Ce type de mission demande une approche précise. Il faut savoir montrer un territoire dans toute sa variété, sans le figer dans une vision trop institutionnelle. Il faut révéler les paysages, les centres-villes, les sites patrimoniaux et les activités de pleine nature, tout en donnant à voir une expérience réelle, crédible, désirable. C’est exactement l’enjeu de ce projet mené sur 6 jours de reportage, entre Pérouges, les étangs de la Dombes, les panoramas du Bugey, la ViaRhôna, les cascades, les villages, les châteaux et les sites de loisirs outdoor.
Objectif : produire une série d’images premium capables de renforcer l’attractivité touristique de la Plaine de l’Ain, de nourrir sa communication dans la durée et de traduire, avec justesse, ce qui fait la richesse du territoire.




Un reportage photo sur 6 jours pour montrer la diversité réelle de la Plaine de l’Ain
Le territoire de la Plaine de l’Ain présente une richesse rare pour une communication touristique. On y trouve à la fois des paysages ouverts, des sites patrimoniaux majeurs, des villages de caractère, des espaces naturels sensibles et un large éventail d’activités de pleine nature. La difficulté n’était donc pas de trouver de beaux sujets, mais de réussir à construire une série d’images cohérente, capable de donner une vision claire, attractive et contemporaine du territoire.
Le reportage s’est déroulé sur 6 journées de prises de vues, organisées en fonction de la météo et de la logique géographique des sites. Parmi les lieux photographiés figurent notamment les étangs de la Dombes, la cité médiévale de Pérouges, les châteaux de Meximieux, Chazey, Montferrand et des Allymes, l’abbaye d’Ambronay, les carrières de Villebois, le site archéologique du Colombier, les vignobles de Montagnieu et Vérizieu, la cascade de Luizet, la cascade de la Charabotte, la confluence Ain / Rhône, la plage du Point Vert et plusieurs panoramas emblématiques du Bugey.
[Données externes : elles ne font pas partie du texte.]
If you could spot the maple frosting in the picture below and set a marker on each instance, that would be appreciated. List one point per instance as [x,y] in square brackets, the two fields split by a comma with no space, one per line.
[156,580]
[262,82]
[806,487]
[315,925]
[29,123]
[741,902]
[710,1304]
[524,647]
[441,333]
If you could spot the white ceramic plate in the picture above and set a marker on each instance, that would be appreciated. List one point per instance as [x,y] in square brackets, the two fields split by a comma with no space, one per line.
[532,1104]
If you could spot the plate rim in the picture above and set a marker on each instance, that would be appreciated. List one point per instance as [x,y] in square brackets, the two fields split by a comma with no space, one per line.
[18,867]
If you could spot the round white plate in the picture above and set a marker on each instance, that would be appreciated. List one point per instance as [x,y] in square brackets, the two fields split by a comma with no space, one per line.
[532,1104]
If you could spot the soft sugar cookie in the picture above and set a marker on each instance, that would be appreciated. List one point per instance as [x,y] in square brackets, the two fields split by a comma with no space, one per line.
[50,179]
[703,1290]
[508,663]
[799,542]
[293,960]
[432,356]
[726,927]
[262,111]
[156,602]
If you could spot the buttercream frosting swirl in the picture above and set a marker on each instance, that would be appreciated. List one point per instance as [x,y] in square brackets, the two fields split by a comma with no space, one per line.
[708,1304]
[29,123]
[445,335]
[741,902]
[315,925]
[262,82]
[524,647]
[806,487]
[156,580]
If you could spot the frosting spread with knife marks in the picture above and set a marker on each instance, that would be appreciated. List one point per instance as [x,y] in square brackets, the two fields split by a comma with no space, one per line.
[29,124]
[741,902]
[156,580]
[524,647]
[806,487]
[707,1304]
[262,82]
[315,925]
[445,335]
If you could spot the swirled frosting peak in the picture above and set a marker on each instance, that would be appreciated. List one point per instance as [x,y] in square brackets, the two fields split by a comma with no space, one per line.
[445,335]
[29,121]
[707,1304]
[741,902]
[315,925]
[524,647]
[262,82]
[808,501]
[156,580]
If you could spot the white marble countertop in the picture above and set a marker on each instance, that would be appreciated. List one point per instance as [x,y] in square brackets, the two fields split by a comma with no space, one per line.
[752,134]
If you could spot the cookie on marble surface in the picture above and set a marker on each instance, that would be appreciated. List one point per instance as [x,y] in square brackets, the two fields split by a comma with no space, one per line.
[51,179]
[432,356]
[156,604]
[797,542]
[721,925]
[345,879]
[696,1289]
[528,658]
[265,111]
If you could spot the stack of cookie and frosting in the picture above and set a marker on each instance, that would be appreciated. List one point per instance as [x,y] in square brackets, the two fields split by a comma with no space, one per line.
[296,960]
À cela s’ajoutaient plusieurs séquences consacrées aux usages et aux loisirs : randonnée, promenade, pique-nique, activités nautiques, vélo sur la ViaRhôna, via ferrata, canyoning, parapente, spéléologie et escalade. Certaines journées ont été réalisées avec figurants, d’autres sans, afin de construire une photothèque équilibrée entre vues d’ambiance, scènes de vie et images plus contemplatives.
Montrer un territoire, pas seulement des lieux
Dans une commande de ce type, l’enjeu n’est jamais simplement documentaire. Une collectivité n’attend pas seulement des photos descriptives. Elle a besoin d’images qui donnent envie, qui racontent des usages, qui projettent le visiteur et qui rendent le territoire lisible en quelques secondes, sur un site internet comme dans une brochure. C’est particulièrement vrai en matière de communication touristique, où la concurrence se joue souvent dès le premier regard.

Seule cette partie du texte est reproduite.